Al recupero del castagneto si sono affiancate altre piccole attività agricole e creative determinando i presupposti per altri possibili arrivi di nuovi residenti. Questa piccola grande storia dei Sibillini è una delle tante luci di speranza di cui accennavo all’inizio e se vogliamo che diventino numerose come quelle della Via Lattea dobbiamo sostenerle con un consumo critico e consapevole su scala regionale e nazionale.

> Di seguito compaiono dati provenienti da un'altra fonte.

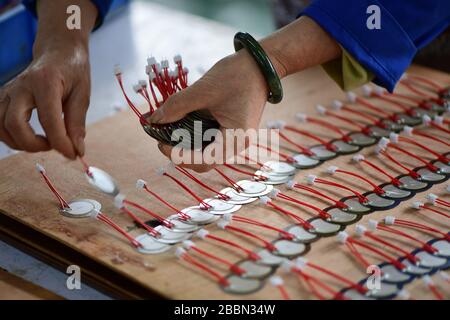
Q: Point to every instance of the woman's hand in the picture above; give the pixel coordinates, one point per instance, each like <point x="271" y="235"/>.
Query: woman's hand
<point x="56" y="82"/>
<point x="235" y="92"/>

Bisogna implementare la rete orizzontale tra coltivatori e consumatori senza limitarsi all’acquisto dei prodotti, ma facendo rete anche nelle battaglie per il diritto al cibo pulito e all’utilizzo delle terre abbandonate. Senza una nuova forte alleanza per rimettere al centro una vera sovranità alimentare da praticare nelle cosiddette aree interne della nostra Penisola, sarà molto difficile cambiare il verso dell’abbandono. La stessa logica vale per l’abbandono degli immobili, ma ci torneremo.
Informazioni chiave
Lo spopolamento è un problema reale
Le statistiche riportano numeri preoccupanti sull’abbandono delle aree interne, aggravata da un’inerzia politica che non propone soluzioni efficaci.
Qualcosa si muove
Nel suo costante viaggio in giro per l’Italia, Paolo Piacentini ha notato che qualcosa si sta muovendo, con esempi virtuosi di rivitalizzazione come quelli di Cantiano e del Ceresa.
Punti fermi
Nel dibattito su come favorire il rilancio delle aree interne, Piacentini individua alcune priorità come partire dalla cura del territorio ed evitare speculazioni.
Tocca a noi
Le iniziative virtuose già attive vanno sostenute non solo col consumo critico, ma anche facendo rete su alcuni temi chiave, come la sovranità alimentare.